Electrical & Computer Engineering     |     Carnegie Mellon

Tuesday, April 16, 12:00-1:00 p.m. HH-1112

David Whelihan
Carnegie Mellon University

Packet Switched Interconnection Networks for SOC

As we move into the billion transistor per chip era, more and more functionality is being moved onto a single chip. These systems are conglomerations of discrete macro-scale blocks (DSPs, RISC processors, memories, etc.) with the associated glue logic to facilitate intercommunication.

Unfortunately, full-chip timing in this environment is non-trivial. It has been estimated that by 2010, on-chip speeds could reach up to 10 GHz. A large System on a Chip with a die edge of 22mm would have a diagonal signal flight time of greater than a clock period. Current ASIC design methodologies will prove inadequate in guaranteeing timing between blocks in such an environment

In this talk, I discuss statically and dynamically routed interconnection networks that facilitate communication between blocks using packet switching.
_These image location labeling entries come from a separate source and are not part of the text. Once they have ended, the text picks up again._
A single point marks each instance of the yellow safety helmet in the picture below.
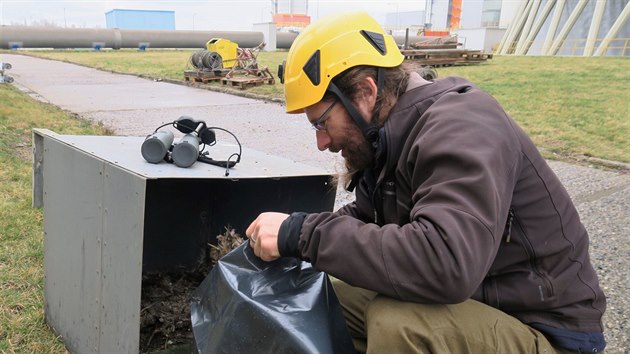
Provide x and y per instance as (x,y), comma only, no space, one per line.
(328,47)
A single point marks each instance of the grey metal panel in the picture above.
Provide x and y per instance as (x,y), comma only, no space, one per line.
(73,189)
(125,152)
(123,210)
(38,169)
(106,213)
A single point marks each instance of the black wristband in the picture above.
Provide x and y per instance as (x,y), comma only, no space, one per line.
(289,235)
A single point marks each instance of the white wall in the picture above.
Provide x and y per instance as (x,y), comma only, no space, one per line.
(485,39)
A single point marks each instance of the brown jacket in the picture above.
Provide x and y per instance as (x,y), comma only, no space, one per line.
(461,206)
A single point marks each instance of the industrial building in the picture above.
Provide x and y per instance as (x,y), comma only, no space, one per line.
(140,19)
(537,27)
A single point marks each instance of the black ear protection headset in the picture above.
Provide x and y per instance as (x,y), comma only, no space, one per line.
(159,146)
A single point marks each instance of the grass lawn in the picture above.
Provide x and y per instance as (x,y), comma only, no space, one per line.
(22,326)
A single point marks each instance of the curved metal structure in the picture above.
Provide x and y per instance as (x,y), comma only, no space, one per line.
(13,37)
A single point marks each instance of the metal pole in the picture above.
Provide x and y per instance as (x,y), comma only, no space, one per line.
(536,28)
(553,26)
(613,30)
(511,26)
(593,31)
(516,31)
(567,27)
(527,27)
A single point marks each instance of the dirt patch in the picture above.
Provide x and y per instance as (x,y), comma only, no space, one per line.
(165,299)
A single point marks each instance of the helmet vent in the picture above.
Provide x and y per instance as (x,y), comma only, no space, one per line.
(311,68)
(376,40)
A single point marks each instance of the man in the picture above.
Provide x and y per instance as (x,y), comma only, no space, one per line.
(461,238)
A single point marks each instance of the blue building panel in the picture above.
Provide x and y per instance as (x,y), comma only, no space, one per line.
(140,19)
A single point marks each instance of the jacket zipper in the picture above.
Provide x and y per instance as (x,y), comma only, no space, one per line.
(509,225)
(529,249)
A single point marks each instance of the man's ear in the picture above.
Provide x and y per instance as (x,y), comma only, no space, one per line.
(366,97)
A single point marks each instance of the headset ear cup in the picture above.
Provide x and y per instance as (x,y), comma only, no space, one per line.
(371,134)
(207,136)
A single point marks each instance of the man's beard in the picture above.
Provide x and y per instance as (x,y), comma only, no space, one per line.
(358,152)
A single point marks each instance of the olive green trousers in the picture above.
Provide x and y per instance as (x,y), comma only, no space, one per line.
(379,324)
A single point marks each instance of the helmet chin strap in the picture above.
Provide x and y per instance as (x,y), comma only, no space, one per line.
(370,130)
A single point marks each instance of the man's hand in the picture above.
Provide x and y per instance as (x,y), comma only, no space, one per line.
(263,235)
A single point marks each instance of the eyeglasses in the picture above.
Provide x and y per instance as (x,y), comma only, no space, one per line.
(319,123)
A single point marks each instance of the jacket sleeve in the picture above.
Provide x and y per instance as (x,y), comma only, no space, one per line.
(458,167)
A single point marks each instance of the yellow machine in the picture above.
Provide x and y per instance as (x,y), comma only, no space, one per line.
(226,50)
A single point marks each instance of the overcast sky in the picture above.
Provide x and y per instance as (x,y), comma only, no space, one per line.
(226,15)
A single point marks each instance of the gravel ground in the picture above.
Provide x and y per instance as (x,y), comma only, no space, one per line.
(133,106)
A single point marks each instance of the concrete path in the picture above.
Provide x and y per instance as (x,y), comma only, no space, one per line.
(135,106)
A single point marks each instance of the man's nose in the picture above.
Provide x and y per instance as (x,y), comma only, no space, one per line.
(323,140)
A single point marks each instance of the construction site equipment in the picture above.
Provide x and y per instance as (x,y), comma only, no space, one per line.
(445,57)
(234,66)
(5,78)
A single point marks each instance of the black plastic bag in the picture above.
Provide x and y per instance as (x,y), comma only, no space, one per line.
(246,305)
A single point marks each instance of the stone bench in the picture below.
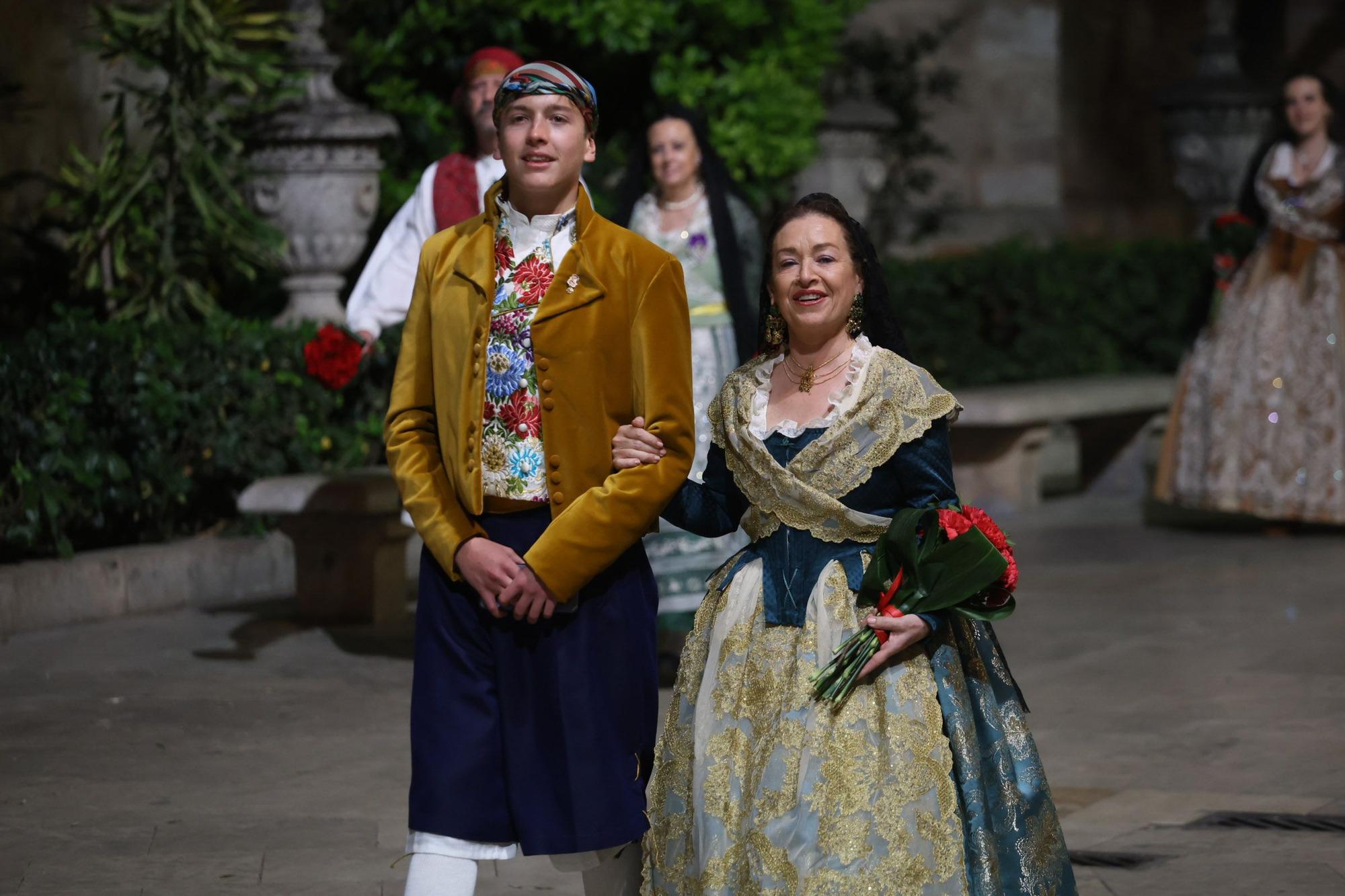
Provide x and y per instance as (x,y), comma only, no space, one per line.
(1009,440)
(350,544)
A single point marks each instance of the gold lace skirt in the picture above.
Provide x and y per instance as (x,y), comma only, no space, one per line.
(759,787)
(1258,425)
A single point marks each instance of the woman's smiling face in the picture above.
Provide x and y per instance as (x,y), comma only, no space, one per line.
(814,278)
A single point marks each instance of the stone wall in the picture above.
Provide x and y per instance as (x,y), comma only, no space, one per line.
(1056,132)
(61,84)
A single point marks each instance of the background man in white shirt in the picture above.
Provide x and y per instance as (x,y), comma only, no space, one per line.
(450,192)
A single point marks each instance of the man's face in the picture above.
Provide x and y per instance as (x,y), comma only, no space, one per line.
(544,143)
(479,100)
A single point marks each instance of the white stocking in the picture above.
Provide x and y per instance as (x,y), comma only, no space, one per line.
(615,876)
(434,874)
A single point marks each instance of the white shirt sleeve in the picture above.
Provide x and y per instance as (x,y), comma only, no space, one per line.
(384,291)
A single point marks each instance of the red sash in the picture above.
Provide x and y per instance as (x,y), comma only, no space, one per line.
(455,190)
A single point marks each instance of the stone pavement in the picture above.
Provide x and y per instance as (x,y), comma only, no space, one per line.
(1171,673)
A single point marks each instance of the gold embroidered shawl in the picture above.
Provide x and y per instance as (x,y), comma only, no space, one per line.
(896,404)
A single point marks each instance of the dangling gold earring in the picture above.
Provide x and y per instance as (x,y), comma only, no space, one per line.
(855,326)
(774,329)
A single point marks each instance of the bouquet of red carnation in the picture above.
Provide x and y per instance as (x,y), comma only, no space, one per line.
(333,357)
(1233,236)
(954,559)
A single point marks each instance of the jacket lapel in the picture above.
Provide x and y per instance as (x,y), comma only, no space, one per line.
(562,296)
(477,259)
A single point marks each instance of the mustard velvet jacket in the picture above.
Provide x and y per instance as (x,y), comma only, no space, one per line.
(615,348)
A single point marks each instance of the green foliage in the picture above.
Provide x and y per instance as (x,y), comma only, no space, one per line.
(157,222)
(1016,313)
(754,68)
(126,432)
(900,79)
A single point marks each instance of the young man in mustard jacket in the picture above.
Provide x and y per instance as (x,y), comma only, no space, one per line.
(535,331)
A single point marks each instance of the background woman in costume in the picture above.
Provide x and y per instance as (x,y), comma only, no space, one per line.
(1258,425)
(926,779)
(680,197)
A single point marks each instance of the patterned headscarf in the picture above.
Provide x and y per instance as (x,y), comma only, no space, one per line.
(548,79)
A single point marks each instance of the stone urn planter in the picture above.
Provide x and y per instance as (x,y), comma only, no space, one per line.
(317,177)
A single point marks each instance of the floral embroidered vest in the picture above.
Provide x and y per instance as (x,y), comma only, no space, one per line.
(512,436)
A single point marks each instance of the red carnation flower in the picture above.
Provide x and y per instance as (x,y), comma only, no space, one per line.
(954,522)
(504,255)
(988,526)
(521,415)
(532,280)
(333,357)
(1231,218)
(1011,579)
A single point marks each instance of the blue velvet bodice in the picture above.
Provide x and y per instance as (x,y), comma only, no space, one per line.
(919,474)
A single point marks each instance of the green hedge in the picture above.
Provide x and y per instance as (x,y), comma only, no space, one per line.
(1015,313)
(123,432)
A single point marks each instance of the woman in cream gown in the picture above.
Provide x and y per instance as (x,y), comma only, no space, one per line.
(679,196)
(926,780)
(1260,420)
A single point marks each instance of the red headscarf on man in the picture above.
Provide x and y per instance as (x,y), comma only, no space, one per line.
(484,63)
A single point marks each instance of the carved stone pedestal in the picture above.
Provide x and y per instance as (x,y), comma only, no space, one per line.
(318,177)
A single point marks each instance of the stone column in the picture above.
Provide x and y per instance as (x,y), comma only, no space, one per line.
(318,177)
(1217,122)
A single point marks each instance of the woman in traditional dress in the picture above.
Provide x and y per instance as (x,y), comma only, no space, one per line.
(1258,425)
(680,197)
(926,779)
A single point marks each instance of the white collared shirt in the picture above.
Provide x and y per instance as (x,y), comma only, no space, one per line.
(529,233)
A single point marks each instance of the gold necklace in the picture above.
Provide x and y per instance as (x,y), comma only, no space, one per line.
(816,378)
(808,377)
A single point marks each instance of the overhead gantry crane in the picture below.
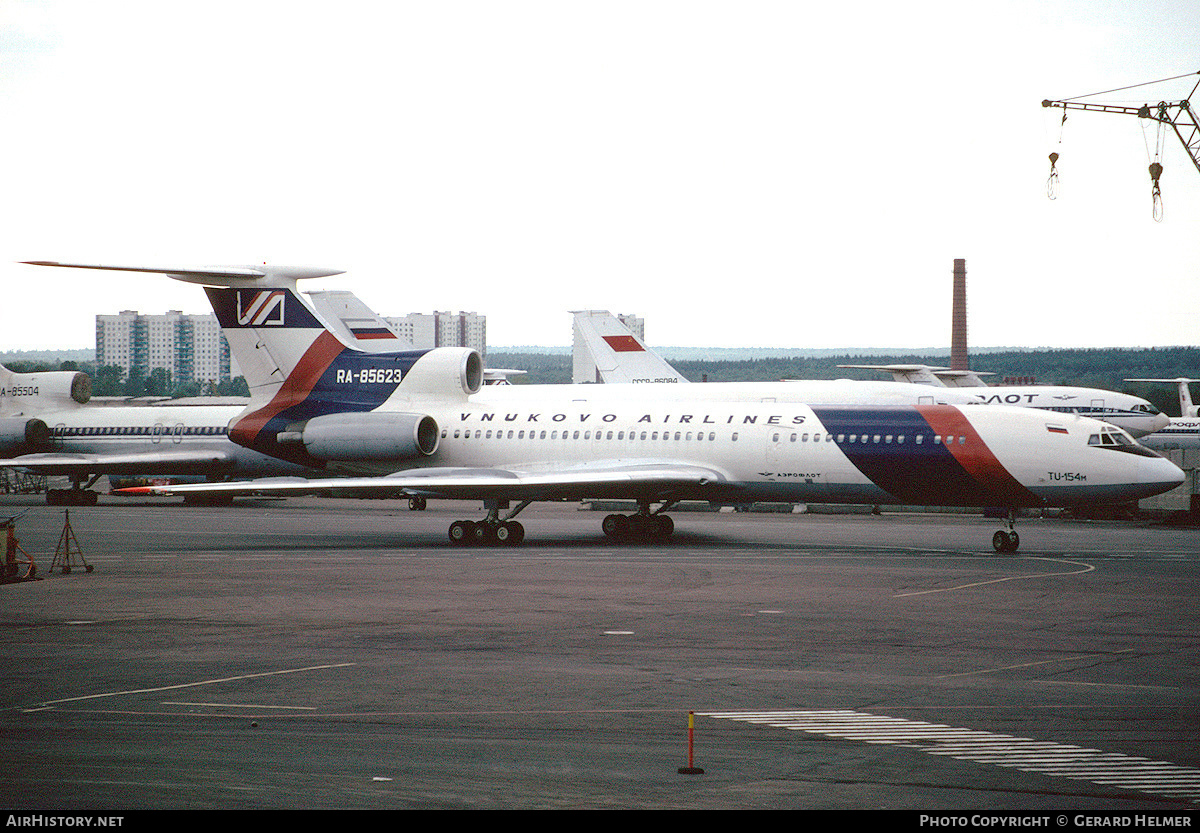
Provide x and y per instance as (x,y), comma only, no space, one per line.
(1176,114)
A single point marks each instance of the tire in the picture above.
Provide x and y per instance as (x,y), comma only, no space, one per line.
(462,533)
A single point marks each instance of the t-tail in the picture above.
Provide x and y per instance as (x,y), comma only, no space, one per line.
(307,383)
(28,399)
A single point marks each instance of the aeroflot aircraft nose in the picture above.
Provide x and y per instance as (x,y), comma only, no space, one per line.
(1158,474)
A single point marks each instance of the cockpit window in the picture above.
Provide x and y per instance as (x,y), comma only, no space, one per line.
(1119,441)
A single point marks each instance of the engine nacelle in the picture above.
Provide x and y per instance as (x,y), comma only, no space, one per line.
(21,433)
(444,371)
(370,436)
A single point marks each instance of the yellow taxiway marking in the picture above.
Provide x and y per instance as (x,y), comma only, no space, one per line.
(1086,568)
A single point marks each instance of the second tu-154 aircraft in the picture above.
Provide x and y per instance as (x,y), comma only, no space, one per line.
(426,426)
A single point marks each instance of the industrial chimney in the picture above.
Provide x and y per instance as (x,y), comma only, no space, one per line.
(959,317)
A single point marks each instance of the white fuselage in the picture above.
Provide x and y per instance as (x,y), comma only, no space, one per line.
(771,449)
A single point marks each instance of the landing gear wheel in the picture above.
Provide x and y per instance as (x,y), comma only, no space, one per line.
(664,526)
(509,533)
(616,526)
(1006,541)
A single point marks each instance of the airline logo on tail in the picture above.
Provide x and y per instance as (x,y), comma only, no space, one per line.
(261,307)
(623,343)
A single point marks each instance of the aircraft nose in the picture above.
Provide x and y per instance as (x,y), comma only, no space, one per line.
(1159,474)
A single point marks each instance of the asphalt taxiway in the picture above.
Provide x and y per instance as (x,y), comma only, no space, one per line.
(337,653)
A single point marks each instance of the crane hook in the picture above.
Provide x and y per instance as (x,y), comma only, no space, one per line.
(1053,183)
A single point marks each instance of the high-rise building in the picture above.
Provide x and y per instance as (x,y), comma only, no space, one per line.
(190,347)
(443,329)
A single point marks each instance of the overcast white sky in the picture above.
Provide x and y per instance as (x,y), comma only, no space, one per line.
(742,173)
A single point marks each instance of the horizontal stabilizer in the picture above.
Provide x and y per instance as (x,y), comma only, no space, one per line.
(625,479)
(213,276)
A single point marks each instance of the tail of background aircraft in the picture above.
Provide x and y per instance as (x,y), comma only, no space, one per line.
(27,397)
(606,351)
(355,322)
(312,393)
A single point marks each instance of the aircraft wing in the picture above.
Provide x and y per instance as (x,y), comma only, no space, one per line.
(963,378)
(131,462)
(612,479)
(912,373)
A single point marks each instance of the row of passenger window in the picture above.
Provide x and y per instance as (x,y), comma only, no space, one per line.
(138,431)
(689,436)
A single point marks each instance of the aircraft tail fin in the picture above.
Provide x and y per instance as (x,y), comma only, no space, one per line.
(1187,408)
(297,365)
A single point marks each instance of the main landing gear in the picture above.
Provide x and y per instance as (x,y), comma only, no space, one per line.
(79,495)
(642,526)
(1007,540)
(492,531)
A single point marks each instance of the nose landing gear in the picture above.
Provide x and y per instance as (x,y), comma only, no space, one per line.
(1007,540)
(492,531)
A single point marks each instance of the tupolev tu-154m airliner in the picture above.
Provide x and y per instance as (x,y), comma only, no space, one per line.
(427,426)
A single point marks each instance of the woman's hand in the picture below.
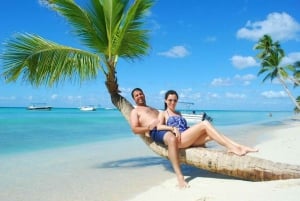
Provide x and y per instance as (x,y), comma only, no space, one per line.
(153,124)
(177,133)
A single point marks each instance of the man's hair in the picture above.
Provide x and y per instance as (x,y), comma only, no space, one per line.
(136,89)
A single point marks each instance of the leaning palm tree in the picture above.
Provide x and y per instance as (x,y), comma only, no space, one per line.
(113,29)
(271,55)
(296,110)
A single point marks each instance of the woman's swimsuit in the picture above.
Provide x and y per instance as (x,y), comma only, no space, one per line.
(158,135)
(178,122)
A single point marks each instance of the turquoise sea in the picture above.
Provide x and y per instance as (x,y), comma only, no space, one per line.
(24,130)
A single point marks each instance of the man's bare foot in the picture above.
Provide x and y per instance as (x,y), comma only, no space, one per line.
(249,149)
(237,151)
(182,183)
(242,150)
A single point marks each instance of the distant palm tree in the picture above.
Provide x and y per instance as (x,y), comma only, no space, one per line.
(296,75)
(113,29)
(271,55)
(297,110)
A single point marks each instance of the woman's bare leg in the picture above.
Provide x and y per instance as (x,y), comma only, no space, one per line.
(194,135)
(173,153)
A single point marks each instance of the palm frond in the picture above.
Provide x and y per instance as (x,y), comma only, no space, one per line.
(40,61)
(82,24)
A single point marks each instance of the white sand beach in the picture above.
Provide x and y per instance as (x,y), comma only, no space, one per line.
(282,146)
(128,170)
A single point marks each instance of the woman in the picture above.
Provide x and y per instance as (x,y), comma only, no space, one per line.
(198,134)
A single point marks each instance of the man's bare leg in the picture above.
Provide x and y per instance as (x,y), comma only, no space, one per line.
(173,152)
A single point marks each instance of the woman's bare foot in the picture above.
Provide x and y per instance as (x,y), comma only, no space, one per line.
(242,150)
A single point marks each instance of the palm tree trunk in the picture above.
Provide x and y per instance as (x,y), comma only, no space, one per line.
(245,167)
(288,92)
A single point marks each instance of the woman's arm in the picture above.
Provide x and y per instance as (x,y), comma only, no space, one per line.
(161,123)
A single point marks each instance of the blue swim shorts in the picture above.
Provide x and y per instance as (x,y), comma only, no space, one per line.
(158,135)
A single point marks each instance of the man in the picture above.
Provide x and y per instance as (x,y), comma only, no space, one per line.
(144,120)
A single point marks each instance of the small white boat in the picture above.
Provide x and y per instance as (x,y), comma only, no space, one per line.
(87,108)
(192,116)
(39,106)
(195,118)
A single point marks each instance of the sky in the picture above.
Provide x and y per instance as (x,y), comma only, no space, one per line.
(202,49)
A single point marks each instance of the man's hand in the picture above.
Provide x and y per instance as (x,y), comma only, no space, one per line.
(153,124)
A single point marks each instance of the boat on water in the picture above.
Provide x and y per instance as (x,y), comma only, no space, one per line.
(192,116)
(88,108)
(195,118)
(39,106)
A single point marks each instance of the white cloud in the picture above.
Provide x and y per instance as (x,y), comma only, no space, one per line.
(175,52)
(280,26)
(245,78)
(232,95)
(274,94)
(221,82)
(291,58)
(54,96)
(241,62)
(7,98)
(210,39)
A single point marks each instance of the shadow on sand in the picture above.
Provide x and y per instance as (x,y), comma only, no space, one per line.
(139,162)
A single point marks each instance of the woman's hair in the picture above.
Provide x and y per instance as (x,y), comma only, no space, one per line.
(170,92)
(136,89)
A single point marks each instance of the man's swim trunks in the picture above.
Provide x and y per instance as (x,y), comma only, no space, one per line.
(158,135)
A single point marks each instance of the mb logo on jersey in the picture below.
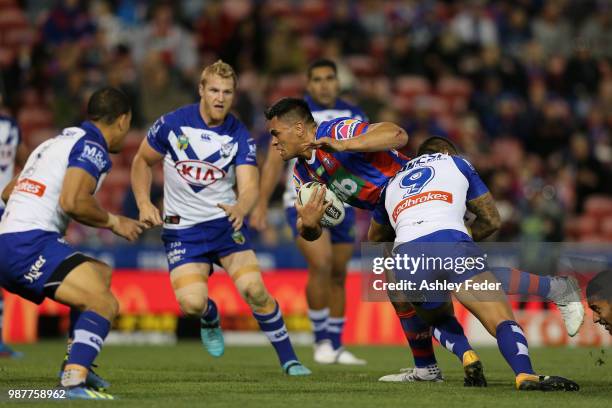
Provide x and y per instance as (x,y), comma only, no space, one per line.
(238,238)
(346,128)
(414,181)
(182,142)
(93,153)
(198,173)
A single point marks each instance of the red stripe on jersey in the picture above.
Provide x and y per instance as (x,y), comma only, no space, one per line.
(385,163)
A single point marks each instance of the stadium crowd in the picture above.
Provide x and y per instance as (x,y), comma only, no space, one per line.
(523,87)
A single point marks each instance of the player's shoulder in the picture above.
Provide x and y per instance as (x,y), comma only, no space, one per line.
(233,126)
(325,128)
(356,111)
(462,163)
(8,119)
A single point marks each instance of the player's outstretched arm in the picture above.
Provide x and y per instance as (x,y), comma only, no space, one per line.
(270,175)
(247,177)
(8,189)
(487,217)
(77,200)
(379,137)
(141,178)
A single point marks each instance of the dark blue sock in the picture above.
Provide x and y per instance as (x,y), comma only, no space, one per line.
(211,315)
(517,282)
(274,328)
(1,315)
(418,334)
(450,335)
(335,328)
(74,316)
(90,330)
(513,346)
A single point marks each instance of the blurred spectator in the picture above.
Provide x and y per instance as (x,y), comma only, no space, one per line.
(163,35)
(68,22)
(590,176)
(597,32)
(344,27)
(582,71)
(403,58)
(551,31)
(529,104)
(159,92)
(474,26)
(514,31)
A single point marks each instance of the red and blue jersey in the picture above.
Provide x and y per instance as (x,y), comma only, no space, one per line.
(356,178)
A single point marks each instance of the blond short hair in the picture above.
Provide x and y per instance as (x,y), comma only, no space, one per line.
(219,68)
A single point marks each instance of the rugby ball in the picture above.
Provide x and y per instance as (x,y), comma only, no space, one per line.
(334,214)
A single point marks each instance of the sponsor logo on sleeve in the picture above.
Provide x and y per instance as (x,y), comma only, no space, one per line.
(226,149)
(34,274)
(420,199)
(346,128)
(238,237)
(252,155)
(182,142)
(31,187)
(94,153)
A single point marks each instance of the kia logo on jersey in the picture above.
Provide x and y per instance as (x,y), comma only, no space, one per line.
(30,187)
(198,173)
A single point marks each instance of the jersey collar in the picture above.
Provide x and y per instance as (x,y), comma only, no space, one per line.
(92,129)
(315,106)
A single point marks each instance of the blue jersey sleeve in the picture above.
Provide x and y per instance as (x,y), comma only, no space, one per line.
(476,186)
(90,156)
(379,214)
(247,149)
(158,136)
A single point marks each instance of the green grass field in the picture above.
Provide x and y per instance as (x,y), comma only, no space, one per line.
(184,375)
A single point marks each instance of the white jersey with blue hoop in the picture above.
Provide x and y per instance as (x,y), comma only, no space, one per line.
(199,164)
(341,109)
(9,141)
(34,203)
(429,194)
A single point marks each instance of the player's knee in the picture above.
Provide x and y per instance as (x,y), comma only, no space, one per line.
(256,294)
(106,272)
(320,267)
(103,303)
(192,305)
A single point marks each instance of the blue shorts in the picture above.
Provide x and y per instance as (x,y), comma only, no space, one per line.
(204,243)
(343,233)
(31,262)
(447,257)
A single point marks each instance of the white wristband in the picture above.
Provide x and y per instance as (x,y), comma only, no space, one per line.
(113,220)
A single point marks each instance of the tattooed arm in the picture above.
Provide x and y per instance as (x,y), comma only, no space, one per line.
(487,217)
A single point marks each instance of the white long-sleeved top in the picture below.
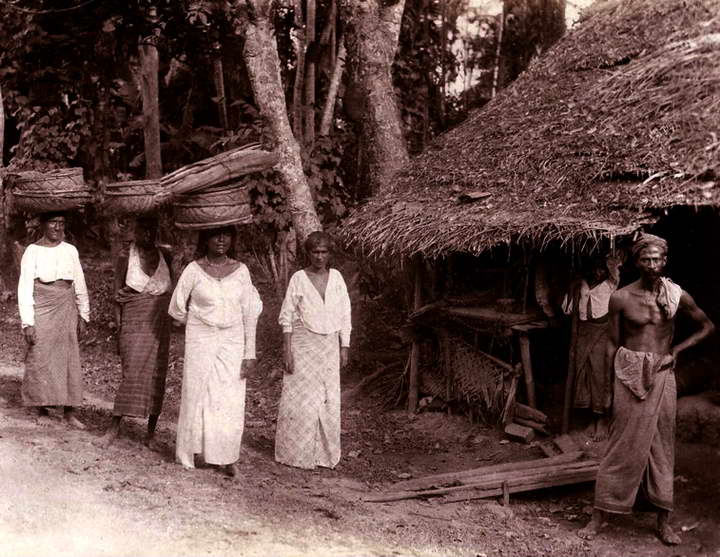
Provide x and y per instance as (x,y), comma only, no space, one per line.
(303,302)
(49,264)
(217,302)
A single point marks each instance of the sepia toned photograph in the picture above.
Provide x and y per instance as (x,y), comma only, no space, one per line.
(359,278)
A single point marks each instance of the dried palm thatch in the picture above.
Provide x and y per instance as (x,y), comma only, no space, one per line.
(620,119)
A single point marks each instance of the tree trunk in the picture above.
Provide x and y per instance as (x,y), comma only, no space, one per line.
(263,64)
(372,36)
(150,96)
(309,93)
(4,286)
(530,28)
(328,109)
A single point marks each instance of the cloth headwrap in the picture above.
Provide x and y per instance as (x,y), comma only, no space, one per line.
(668,293)
(648,240)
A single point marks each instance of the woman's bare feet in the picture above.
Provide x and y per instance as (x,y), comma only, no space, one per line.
(73,422)
(592,529)
(233,471)
(665,532)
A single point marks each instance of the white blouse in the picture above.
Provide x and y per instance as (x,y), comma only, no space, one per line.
(303,302)
(136,278)
(217,302)
(49,264)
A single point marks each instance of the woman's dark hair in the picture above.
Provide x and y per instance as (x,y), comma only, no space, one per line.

These networks could allow for regularity of communication between blocks, speeding up design cycles.

David Whelihan received his B.S. in Computer Engineering from Syracuse University in 1996. After a 3 year stint as a chip designer, he came to Carnegie Mellon, earning his M.S. in Electrical & Computer Engineering in 2001. His research interests include interconnection networks, and novel reconfigurable devices.